Para entender la Serie Amazónica hay que saber un poco de mi vida, nos dice la artista plástica brasileño-colombiana María Thereza Negreiros. Sus obras monumentales surgen del centro de la tierra y hablan la lengua del artista latinoamericano. Letra Urbana conversó con ella con motivo de la inauguración de la exposición Offerings en el Frost Museum de FIU.

Yo no diría que el afán experimentador de Maria Thereza Negreiros ha sido, exactamente, una pasión por estar en la vanguardia, tanto de la nueva imagen como del uso de distintos materiales. Diría, mas bien, que ese anhelo tuvo todas las veces la misma motivación; decir algo importante y profundo que ampliara el registro visual del público y le permitiera el acceso a un nuevo territorio imaginario.

Metro a metro su obra es ya, efectivamente, un gran territorio. Lleva su nombre, pero también su impronta; cálida, sensual, oscuramente desasosegada, inconforme.
Marta Traba (2), Washington –  Mayo 1982

Maria Theresa Negreiros

El 25 de enero se inauguró en el Patricia & Phillip Frost Art Museum de FIU (Florida International University – Universidad Internacional de la Florida) la exposición Offerings – Ofrendas – de la pintora brasileño-colombiana María Thereza Negreiros.  Letra Urbana tuvo la oportunidad de conversar con ella poco días antes  de la apertura de esta muestra, cuya curaduría estuvo a cargo de Francine Birbragher y Adriana Herrera.

Ofrendas forma parte de la Gran Serie Amazónica que la artista empezó en 1979 después de pasar casi cinco años en el Amazonas tras la muerte de su padre, cuando tuvo que ponerse al frente de los negocios familiares.
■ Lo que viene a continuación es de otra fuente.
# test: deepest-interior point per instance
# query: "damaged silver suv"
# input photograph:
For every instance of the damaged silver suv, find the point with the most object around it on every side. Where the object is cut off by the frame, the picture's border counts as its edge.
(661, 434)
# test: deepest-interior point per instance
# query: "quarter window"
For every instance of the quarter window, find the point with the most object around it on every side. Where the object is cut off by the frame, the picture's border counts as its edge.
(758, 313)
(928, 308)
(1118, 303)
Conversar con María Thereza es sentir que la poesía puede transformarse en pintura.  De sonrisa franca y abierta, de hablar pausado,  conserva un leve y encantador acento del portugués, su lengua natal.

Se describe a sí misma como una jovencita viejísima de 81 años de edad.   Su pequeña figura contrasta contra el fondo de sus obras monumentales.  Aunque ha elaborado ocasionalmente obras de pequeñas dimensiones, prefiere esa cosa inmensa, un formato grandees como si el infinito todo está a tu disposición.
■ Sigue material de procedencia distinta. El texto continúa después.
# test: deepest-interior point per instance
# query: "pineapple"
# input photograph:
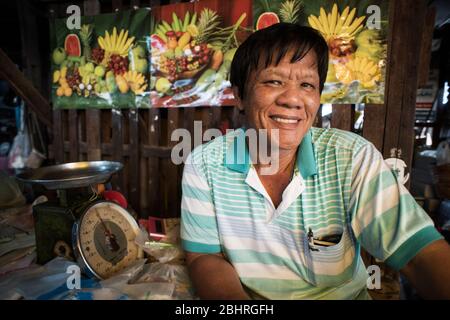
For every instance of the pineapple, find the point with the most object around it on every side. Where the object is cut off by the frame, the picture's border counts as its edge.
(207, 24)
(290, 10)
(85, 36)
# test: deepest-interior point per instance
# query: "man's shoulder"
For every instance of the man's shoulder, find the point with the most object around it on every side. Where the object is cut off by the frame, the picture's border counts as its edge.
(337, 139)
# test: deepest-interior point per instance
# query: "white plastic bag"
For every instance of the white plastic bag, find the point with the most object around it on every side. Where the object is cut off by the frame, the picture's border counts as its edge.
(443, 153)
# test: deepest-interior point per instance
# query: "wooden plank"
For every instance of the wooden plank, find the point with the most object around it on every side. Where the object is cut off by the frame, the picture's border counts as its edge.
(117, 142)
(143, 164)
(172, 191)
(407, 23)
(58, 142)
(425, 48)
(373, 126)
(73, 135)
(133, 171)
(188, 122)
(153, 181)
(237, 118)
(92, 7)
(343, 116)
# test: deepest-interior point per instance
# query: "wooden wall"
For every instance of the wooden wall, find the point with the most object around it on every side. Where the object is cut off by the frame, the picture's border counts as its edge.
(141, 138)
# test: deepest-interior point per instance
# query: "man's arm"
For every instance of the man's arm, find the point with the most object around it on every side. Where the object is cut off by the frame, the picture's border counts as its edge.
(214, 277)
(429, 271)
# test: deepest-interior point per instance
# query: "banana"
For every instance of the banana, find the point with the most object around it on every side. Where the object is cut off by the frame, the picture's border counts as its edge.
(334, 15)
(312, 23)
(187, 17)
(329, 23)
(160, 34)
(177, 22)
(323, 20)
(349, 18)
(101, 42)
(341, 20)
(357, 23)
(373, 69)
(162, 28)
(168, 26)
(318, 23)
(107, 41)
(126, 47)
(120, 38)
(122, 43)
(114, 37)
(194, 18)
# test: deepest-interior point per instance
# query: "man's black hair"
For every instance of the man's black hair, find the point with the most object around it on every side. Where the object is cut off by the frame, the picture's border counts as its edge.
(273, 43)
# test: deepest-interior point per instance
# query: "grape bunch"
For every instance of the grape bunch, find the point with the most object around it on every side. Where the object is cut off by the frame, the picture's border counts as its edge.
(171, 68)
(98, 54)
(118, 64)
(73, 78)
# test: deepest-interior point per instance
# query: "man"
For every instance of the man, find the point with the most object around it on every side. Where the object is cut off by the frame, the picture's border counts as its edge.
(297, 233)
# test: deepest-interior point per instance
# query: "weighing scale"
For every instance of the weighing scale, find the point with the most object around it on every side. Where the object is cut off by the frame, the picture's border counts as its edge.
(78, 223)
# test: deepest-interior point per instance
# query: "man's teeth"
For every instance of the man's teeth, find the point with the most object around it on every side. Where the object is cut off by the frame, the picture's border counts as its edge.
(284, 120)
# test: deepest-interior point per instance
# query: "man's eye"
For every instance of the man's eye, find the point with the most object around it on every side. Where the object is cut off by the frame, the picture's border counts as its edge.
(273, 82)
(308, 85)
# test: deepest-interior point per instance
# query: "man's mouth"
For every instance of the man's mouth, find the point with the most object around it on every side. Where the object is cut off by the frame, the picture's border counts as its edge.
(285, 119)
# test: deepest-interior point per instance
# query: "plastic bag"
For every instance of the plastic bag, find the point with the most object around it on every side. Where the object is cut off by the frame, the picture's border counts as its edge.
(125, 276)
(163, 250)
(36, 281)
(169, 273)
(125, 283)
(443, 153)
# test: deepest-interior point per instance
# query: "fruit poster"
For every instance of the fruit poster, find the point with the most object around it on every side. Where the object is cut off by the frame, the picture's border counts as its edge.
(104, 63)
(356, 33)
(191, 55)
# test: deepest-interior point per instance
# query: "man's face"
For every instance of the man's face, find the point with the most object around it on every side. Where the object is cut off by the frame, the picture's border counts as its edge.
(284, 97)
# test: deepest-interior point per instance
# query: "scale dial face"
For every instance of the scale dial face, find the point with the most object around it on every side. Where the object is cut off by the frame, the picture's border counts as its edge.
(105, 243)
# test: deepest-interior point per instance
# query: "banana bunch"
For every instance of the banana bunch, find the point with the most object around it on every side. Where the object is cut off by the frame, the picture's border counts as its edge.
(116, 43)
(178, 25)
(136, 81)
(364, 70)
(337, 25)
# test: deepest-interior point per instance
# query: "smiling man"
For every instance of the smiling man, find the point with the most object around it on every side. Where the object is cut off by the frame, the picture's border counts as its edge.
(297, 233)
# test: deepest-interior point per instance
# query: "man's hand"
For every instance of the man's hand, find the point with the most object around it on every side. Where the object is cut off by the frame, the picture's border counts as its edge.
(214, 277)
(429, 271)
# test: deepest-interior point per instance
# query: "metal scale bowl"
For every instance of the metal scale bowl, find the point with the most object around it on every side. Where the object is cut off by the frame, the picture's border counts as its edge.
(77, 224)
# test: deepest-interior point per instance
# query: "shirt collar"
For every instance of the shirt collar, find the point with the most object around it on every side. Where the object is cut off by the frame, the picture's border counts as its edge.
(237, 157)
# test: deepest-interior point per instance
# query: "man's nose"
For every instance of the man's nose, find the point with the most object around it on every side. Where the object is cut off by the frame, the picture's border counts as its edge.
(291, 97)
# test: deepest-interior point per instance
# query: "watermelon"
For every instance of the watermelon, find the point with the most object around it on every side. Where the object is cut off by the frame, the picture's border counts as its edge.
(266, 20)
(72, 45)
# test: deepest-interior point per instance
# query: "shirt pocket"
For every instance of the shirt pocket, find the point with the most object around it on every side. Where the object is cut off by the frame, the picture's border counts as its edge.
(333, 265)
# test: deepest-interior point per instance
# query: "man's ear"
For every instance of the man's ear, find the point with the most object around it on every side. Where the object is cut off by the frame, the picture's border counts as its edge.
(239, 103)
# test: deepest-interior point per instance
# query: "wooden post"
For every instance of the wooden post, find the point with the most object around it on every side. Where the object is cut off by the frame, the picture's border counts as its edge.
(401, 86)
(92, 7)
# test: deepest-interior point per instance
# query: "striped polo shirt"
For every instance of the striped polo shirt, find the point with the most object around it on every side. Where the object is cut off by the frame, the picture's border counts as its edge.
(340, 186)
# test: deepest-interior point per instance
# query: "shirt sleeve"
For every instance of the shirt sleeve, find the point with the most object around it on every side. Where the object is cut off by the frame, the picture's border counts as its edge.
(386, 219)
(198, 220)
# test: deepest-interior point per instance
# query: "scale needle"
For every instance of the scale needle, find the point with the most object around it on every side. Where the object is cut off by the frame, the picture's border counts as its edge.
(110, 236)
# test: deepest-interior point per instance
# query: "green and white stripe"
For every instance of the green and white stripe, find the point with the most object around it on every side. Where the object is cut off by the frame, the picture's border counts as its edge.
(341, 185)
Una jovencita viejísima de 81 años de edad. Su pequeña figura contrasta contra el fondo de sus obras monumentales.

Sin lugar a dudas Negreiros ha sido una de las figuras principales y de vanguardia del movimiento artístico colombiano y referencia fundamental de la comunidad artística de Cali, donde fundó junto con los hermanos Lucy y Hernando TejadaJan Bartelsman el llamado Grupo del Taller.

En cuanto a su técnica y estilo casi nunca pinta en un caballete, al cual considera un adorno. Ubica la tela sostenida sobre cuatro tarros de pintura apoyados en el suelo y, aun hoy, trabaja inclinada sobre el lienzo en esa exigida posición. Prefiere las manos al pincel como herramienta de trabajo: el pincel es un vehículo, en cambio con la mano la idea  pasa de la cabeza al corazón y de allí a la mano rápidamente. Uso pincel pero uso muchísimo más los dedos. 

Es como si el infinito todo está a tu disposición…

María Thereza Negreiros nació en Maués, un pequeño pueblo en pleno corazón de la amazonia brasilera en 1930.  Creció en la finca familiar, y terminó sus estudios secundarios en Río de Janeiro donde también estudió Bellas Artes en la Escuela Nacional de Bellas Artes de la Universidad de Brasil. Allí conoció a Ernesto Patiño Barney un joven colombiano, estudiante de Arquitectura.  Apenas se graduaron, se casaron y se trasladaron a Colombia para establecerse en la ciudad de Cali.

Ya empezaba lo que se llamaba en esa época el Premio del Viaje Europa, y, dentro de mi grupo, yo era quien posiblemente lo ganaría. Pero el matrimonio me interrumpió y me vine a Colombia. Como buena brasilera creo en el destino. Ha sido muy benéfica mi venida a Colombia porque mi esposo fue una persona muy especial, muy amplia, muy generosa, con una mentalidad muy abierta. Yo digo que tuve el privilegio de pintar sin pensar que tenía que vivir del arte. Él siempre estuvo presente en cualquier momento, yo debo muchísimo a él.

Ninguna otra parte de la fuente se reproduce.